Besides Sayeed and Lakhvi, two other top leaders of the LeT, Haji Muhammad Ashraf and Zaki-ur-Bahaziq, both financiers of the JuD, have also been declared as terrorists by the UNSC.
India had made a strong plea in the Council for sanctions against the organisation, contending along with the United States, that JuD is a front for the LeT.
The Council also asked all member states to freeze their assets and imposed travel ban and arms embargo against the JuD members.
Since 2005, the UN Sanctions Committee has considered LeT to be a terrorist organisation affiliated with the Al Qaeda. The US and the European Union have already banned the LeT.
The decision was taken by the Council's committee on Al Qaeda and Taliban, which put JuD and the four individuals on the Consolidated List of persons and entities connected with Al Qaeda and Taliban.
The United States had sought a ban on Lakhvi, operations leader of the LeT, who is suspected to be the mastermind behind the Mumbai attacks, Ashraf, a JuD financier, and Bahaziq, an Indian-born Saudi who was allegedly collecting funds for the banned organisations in Saudi Arabia.
Pakistan had given a pledge to the Security Council that it would proscribe JuD should the Council decide to ban it.
The Committee had imposed sanctions on LeT in 2005, citing its affiliation with Al Qaeda. Pakistan had banned LeT in 2002 but it continues to operate under different names.
Reacting to the decision, the United States said it is pleased that the Committee has decided to move forward on these high-priority designations.
"These actions will limit the ability of known terrorists to travel, acquire weapons, plan, carry out, or raise funds for new terrorist attacks," said a statement by the US government.
The actions, it said, reaffirm the Council's commitment to updating the Consolidated List to ensure it continues to serve as a tool to help member states deter terrorist activities of Al Qaeda and affiliated groups.

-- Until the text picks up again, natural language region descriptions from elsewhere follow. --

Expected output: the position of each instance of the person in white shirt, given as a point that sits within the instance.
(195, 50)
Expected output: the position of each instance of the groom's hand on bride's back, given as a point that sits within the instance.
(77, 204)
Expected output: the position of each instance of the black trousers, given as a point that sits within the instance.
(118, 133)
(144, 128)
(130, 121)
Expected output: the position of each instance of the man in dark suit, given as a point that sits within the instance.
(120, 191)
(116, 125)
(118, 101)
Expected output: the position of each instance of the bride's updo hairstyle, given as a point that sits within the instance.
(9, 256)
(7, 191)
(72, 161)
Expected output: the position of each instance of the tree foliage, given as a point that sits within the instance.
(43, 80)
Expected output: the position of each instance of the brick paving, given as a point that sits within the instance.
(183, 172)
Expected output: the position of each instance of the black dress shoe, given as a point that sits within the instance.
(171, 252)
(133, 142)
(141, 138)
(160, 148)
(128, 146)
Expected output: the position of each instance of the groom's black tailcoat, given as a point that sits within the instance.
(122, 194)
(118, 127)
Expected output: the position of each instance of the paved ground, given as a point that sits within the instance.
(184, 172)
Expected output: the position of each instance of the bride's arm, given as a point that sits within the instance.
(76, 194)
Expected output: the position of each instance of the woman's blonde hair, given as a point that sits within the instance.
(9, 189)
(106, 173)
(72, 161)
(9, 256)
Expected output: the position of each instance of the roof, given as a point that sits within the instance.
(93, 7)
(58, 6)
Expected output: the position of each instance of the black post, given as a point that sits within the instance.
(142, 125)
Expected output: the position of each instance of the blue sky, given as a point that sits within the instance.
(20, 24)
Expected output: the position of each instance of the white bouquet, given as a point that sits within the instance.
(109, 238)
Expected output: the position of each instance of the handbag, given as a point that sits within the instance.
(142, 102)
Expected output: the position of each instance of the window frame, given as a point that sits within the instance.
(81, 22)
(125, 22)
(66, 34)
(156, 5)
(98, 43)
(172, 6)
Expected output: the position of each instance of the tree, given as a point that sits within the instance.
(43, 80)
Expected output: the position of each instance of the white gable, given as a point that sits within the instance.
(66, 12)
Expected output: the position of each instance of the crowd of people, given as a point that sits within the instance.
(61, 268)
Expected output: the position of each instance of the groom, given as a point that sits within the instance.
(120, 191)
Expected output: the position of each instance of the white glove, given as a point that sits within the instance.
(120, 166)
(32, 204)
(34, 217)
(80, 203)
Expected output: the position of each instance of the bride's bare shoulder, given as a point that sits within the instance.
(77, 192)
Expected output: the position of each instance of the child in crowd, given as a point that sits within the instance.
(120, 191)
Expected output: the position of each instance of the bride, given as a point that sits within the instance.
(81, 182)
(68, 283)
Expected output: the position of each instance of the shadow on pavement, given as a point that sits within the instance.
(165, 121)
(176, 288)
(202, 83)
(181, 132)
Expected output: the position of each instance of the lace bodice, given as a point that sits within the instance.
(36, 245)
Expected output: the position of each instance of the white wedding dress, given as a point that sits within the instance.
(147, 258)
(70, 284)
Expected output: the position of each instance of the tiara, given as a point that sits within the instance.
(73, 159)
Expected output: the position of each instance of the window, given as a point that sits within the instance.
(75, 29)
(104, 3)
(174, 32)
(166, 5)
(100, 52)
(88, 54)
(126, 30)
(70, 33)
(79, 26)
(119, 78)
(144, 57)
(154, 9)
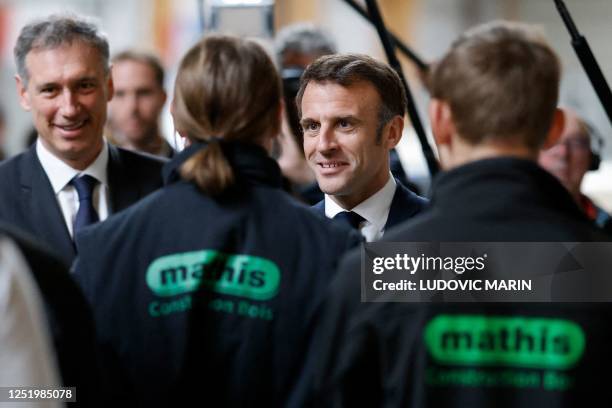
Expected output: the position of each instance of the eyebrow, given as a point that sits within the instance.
(306, 122)
(76, 81)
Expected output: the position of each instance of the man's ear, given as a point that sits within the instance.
(395, 128)
(22, 92)
(442, 124)
(556, 129)
(110, 85)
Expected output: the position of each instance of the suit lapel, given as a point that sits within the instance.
(41, 203)
(122, 191)
(319, 207)
(403, 206)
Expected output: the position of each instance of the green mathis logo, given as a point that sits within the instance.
(239, 275)
(504, 341)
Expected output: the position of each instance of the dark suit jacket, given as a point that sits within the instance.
(28, 202)
(405, 204)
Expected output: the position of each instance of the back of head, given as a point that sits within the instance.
(56, 31)
(347, 69)
(226, 89)
(501, 81)
(301, 43)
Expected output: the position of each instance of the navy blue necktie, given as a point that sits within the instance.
(86, 214)
(349, 218)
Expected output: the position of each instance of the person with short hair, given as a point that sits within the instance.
(217, 295)
(70, 177)
(569, 159)
(351, 109)
(494, 105)
(136, 107)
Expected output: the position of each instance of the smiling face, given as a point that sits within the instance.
(67, 93)
(340, 140)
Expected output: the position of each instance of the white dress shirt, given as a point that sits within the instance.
(60, 174)
(374, 209)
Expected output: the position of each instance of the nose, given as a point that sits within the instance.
(327, 140)
(69, 104)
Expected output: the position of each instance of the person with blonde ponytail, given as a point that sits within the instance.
(208, 288)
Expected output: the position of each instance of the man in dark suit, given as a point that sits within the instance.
(352, 114)
(71, 177)
(494, 97)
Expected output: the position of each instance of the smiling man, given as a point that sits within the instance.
(352, 114)
(70, 177)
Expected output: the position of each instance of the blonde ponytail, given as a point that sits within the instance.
(209, 170)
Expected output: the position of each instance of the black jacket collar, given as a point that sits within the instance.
(498, 182)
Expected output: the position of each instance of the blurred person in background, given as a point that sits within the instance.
(208, 286)
(570, 159)
(2, 134)
(27, 358)
(63, 334)
(298, 45)
(136, 107)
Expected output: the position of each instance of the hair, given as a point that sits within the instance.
(303, 38)
(226, 89)
(347, 69)
(501, 81)
(151, 60)
(56, 31)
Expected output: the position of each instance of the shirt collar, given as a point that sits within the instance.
(60, 174)
(375, 209)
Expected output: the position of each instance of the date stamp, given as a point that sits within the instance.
(31, 394)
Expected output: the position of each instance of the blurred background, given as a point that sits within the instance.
(169, 27)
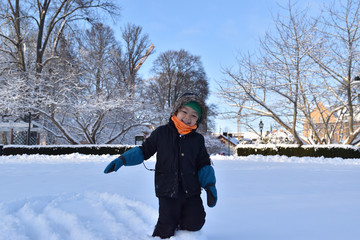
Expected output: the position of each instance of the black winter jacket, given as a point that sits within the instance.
(178, 160)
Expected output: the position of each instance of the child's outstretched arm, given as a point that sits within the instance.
(131, 157)
(207, 180)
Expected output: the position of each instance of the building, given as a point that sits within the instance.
(330, 126)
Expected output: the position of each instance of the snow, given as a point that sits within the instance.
(260, 197)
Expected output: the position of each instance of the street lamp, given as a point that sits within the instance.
(261, 126)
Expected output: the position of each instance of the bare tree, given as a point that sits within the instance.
(136, 44)
(275, 83)
(337, 55)
(176, 72)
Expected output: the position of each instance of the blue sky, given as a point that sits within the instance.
(215, 30)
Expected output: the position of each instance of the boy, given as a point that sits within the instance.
(182, 167)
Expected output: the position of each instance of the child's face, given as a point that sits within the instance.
(187, 115)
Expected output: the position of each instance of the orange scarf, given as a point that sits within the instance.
(182, 127)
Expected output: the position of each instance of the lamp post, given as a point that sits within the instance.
(29, 130)
(261, 126)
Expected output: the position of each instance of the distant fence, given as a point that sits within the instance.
(328, 151)
(63, 149)
(294, 150)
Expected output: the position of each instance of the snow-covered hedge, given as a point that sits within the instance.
(63, 149)
(294, 150)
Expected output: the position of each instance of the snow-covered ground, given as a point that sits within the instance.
(260, 198)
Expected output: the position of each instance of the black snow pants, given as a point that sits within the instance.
(179, 214)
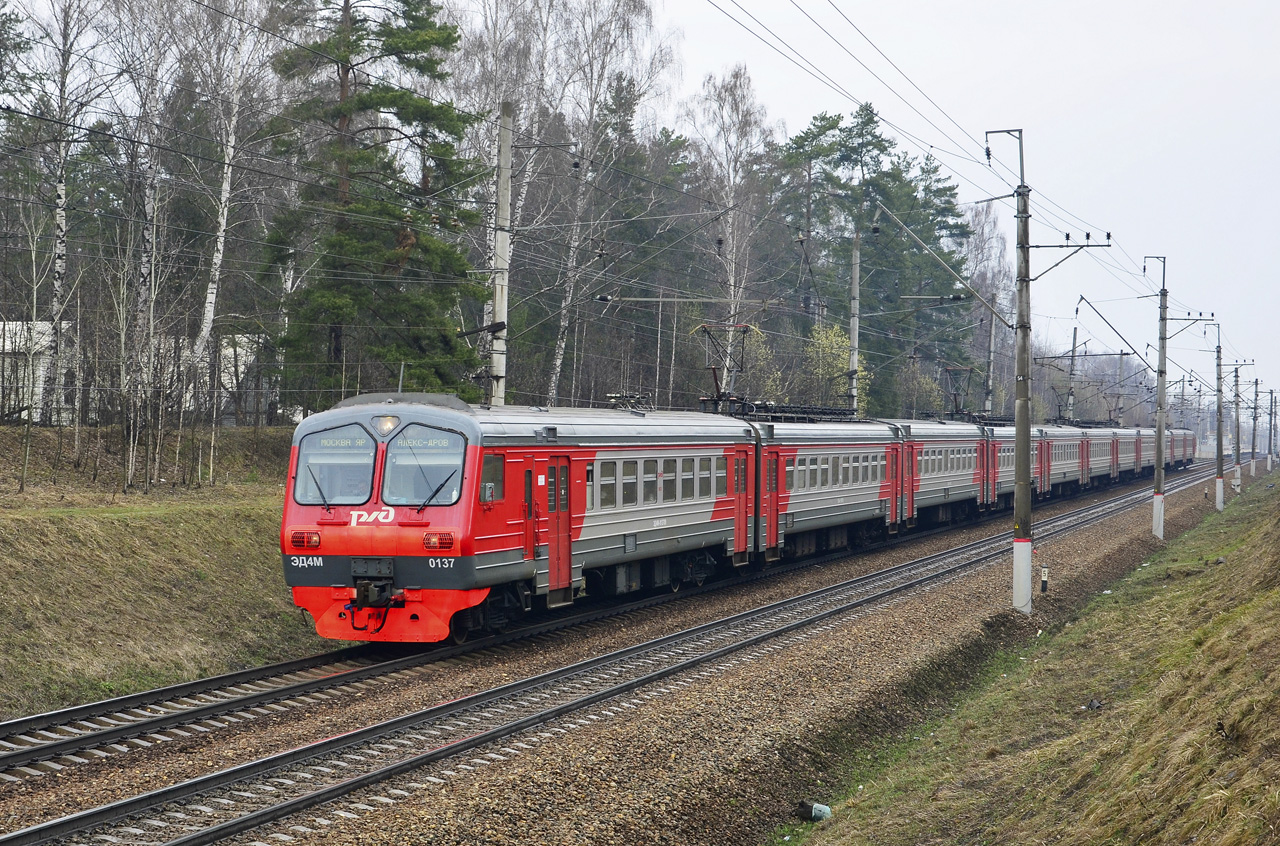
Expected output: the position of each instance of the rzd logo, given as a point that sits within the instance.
(383, 516)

During the debate in the Security Council on Tuesday, Minister of State for External Affairs E Ahamed had said the Jamaat-ud-Dawa and other such organisations need to
be proscribed internationally and effective sanctions imposed against them.

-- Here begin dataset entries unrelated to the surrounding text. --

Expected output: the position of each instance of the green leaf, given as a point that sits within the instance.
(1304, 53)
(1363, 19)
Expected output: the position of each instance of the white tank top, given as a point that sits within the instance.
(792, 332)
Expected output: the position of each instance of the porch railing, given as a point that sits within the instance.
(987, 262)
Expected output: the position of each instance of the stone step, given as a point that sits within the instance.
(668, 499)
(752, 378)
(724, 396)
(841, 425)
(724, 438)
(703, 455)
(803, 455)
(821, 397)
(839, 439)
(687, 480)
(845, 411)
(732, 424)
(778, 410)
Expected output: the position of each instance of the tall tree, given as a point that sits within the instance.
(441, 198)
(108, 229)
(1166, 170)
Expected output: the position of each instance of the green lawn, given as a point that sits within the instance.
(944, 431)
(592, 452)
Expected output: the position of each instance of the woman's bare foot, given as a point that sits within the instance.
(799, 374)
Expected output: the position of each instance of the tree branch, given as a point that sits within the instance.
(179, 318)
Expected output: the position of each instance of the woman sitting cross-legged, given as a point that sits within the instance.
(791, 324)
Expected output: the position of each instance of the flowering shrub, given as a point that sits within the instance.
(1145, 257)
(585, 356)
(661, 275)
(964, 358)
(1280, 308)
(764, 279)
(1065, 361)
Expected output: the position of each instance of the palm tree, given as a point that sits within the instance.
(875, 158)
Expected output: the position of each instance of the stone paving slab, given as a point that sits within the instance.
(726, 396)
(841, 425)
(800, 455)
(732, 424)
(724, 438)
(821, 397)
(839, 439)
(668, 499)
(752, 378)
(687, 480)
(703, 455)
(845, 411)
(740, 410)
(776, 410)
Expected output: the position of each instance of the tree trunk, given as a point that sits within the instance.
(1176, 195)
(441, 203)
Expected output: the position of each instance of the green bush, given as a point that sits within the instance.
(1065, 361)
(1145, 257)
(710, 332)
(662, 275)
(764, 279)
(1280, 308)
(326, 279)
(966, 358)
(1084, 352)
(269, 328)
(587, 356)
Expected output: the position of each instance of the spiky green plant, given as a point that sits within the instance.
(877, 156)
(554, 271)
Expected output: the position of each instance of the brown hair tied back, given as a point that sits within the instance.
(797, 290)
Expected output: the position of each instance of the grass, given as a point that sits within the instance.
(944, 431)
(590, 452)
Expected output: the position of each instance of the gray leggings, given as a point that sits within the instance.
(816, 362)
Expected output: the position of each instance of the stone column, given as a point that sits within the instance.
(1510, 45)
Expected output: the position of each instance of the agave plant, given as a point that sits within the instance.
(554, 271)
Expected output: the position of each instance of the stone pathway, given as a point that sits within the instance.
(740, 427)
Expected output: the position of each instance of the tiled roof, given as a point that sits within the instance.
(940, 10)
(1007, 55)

"Their country of origin needs to take urgent steps to stop their functioning," he had said while intervening in a debate on terrorism in UN Security Council.
"A message must also go out that perpetrators of terrorist acts must be brought to book and not given sanctuaries in some states," Ahamed had said.

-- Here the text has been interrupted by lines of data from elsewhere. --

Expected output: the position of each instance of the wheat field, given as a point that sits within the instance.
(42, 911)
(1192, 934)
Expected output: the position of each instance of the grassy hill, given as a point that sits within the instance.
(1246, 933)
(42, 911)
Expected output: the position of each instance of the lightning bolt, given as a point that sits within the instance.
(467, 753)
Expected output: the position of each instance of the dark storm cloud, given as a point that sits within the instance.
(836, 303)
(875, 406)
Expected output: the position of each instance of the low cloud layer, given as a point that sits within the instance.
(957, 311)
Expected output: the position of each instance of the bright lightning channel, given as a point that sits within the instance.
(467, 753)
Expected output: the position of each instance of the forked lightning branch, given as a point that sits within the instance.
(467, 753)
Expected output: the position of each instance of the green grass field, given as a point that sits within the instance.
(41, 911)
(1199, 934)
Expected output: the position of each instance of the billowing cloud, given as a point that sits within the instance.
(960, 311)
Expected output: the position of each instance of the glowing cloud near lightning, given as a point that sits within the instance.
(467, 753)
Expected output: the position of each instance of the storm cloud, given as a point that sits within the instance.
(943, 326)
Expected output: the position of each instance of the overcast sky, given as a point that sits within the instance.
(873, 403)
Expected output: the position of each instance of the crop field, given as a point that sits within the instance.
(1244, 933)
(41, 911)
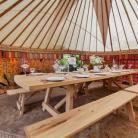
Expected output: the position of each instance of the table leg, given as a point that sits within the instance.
(130, 79)
(20, 104)
(47, 106)
(109, 84)
(69, 97)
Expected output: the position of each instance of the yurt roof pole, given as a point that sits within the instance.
(60, 16)
(86, 24)
(66, 19)
(115, 25)
(17, 14)
(122, 25)
(10, 8)
(72, 34)
(38, 13)
(57, 11)
(69, 24)
(20, 23)
(91, 24)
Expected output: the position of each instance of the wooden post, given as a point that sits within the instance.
(69, 97)
(130, 111)
(47, 98)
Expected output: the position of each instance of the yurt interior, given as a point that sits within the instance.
(68, 68)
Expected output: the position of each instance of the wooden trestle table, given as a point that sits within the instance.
(36, 83)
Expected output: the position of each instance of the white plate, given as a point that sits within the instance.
(59, 72)
(117, 71)
(37, 73)
(82, 75)
(101, 73)
(55, 78)
(125, 70)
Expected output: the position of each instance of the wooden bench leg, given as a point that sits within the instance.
(130, 111)
(20, 104)
(69, 97)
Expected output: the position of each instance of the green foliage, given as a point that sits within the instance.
(62, 61)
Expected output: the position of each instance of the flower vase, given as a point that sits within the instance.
(96, 68)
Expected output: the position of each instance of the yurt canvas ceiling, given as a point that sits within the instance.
(81, 25)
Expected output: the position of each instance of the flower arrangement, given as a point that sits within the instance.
(96, 60)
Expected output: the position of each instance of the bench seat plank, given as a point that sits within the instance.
(133, 89)
(72, 122)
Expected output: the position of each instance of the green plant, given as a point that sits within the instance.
(63, 61)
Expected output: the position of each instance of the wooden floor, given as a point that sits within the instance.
(113, 126)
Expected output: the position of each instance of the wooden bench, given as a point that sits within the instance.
(21, 99)
(69, 123)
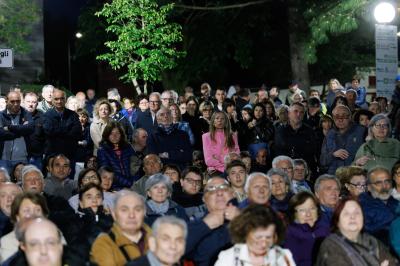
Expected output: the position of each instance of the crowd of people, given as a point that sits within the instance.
(209, 177)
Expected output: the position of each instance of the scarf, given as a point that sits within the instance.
(158, 208)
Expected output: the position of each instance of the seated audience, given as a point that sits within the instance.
(166, 243)
(256, 233)
(306, 229)
(348, 244)
(128, 238)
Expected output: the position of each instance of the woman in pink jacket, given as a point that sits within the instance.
(219, 142)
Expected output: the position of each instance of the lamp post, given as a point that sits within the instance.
(78, 35)
(386, 48)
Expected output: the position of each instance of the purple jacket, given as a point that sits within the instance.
(303, 241)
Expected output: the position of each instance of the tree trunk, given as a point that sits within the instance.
(137, 87)
(297, 29)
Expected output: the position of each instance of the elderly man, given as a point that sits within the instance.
(37, 139)
(297, 139)
(379, 207)
(258, 188)
(236, 171)
(128, 238)
(147, 120)
(47, 94)
(61, 212)
(62, 128)
(42, 243)
(341, 142)
(170, 143)
(151, 165)
(139, 143)
(166, 243)
(8, 192)
(327, 189)
(208, 236)
(284, 163)
(58, 184)
(16, 125)
(188, 193)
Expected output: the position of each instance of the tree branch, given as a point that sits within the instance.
(252, 3)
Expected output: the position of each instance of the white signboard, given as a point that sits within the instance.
(6, 58)
(386, 59)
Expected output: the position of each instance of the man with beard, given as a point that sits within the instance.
(378, 205)
(192, 117)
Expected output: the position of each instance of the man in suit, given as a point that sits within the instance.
(166, 243)
(147, 120)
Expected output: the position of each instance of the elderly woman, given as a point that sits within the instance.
(256, 232)
(115, 151)
(101, 117)
(348, 245)
(353, 181)
(280, 190)
(396, 178)
(24, 206)
(381, 150)
(306, 229)
(159, 190)
(258, 189)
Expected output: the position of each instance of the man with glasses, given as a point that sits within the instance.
(296, 139)
(209, 235)
(16, 125)
(379, 207)
(342, 141)
(147, 120)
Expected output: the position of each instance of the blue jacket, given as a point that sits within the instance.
(106, 156)
(203, 244)
(15, 131)
(176, 143)
(303, 241)
(351, 140)
(174, 209)
(145, 121)
(62, 132)
(378, 215)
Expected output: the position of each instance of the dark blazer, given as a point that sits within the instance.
(62, 132)
(145, 121)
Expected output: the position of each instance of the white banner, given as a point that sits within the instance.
(386, 59)
(6, 58)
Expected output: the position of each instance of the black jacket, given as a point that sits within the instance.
(62, 132)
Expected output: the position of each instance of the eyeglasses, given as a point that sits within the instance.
(305, 211)
(381, 126)
(344, 117)
(213, 189)
(193, 182)
(381, 182)
(359, 186)
(49, 244)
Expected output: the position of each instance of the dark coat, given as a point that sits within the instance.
(24, 129)
(300, 143)
(204, 244)
(107, 156)
(351, 140)
(174, 209)
(378, 215)
(304, 241)
(62, 132)
(144, 120)
(176, 143)
(37, 139)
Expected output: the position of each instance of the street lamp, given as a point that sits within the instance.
(78, 35)
(386, 60)
(384, 12)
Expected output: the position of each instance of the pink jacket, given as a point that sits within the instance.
(214, 152)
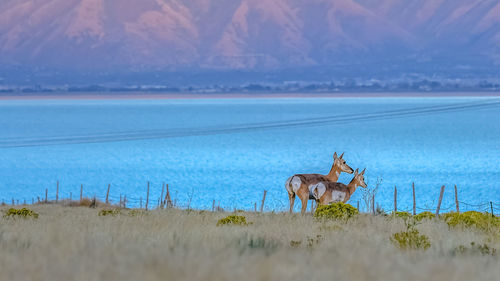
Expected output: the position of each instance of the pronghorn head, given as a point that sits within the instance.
(359, 178)
(340, 163)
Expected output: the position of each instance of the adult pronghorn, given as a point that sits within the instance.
(327, 192)
(302, 184)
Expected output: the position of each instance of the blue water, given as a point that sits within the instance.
(230, 150)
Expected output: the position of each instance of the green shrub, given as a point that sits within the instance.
(137, 212)
(337, 210)
(483, 221)
(411, 240)
(233, 219)
(403, 215)
(109, 212)
(23, 213)
(474, 250)
(424, 215)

The minister had asked Pakistan to act against terrorism emanating from its soil, failing which India will "do everything to protect its citizens'.
Close on the heels of Ahamed's hard-hitting remarks, Pakistan's Ambassador to UN, Abdullah Hussain Haroon, had promised that Islamabad would proscribe JuD should the Council decide to put sanctions on it after declaring it a terrorist group.
Besides this, no training camps for Lashkar-e-Tayiba or any entity of this nature would be allowed on its territory, he had said.
Significantly, China, a close ally of Pakistan, had in the past blocked three attempts in the Council to proscribe JuD.
The US, backed by United Kingdom and France, had twice tried to add JuD chief Hafiz Mohammed Saeed to the list of individuals and organisations connected to terrorism last May, but the moves were blocked by China. A similar attempt in April 2006 was also blocked by Beijing.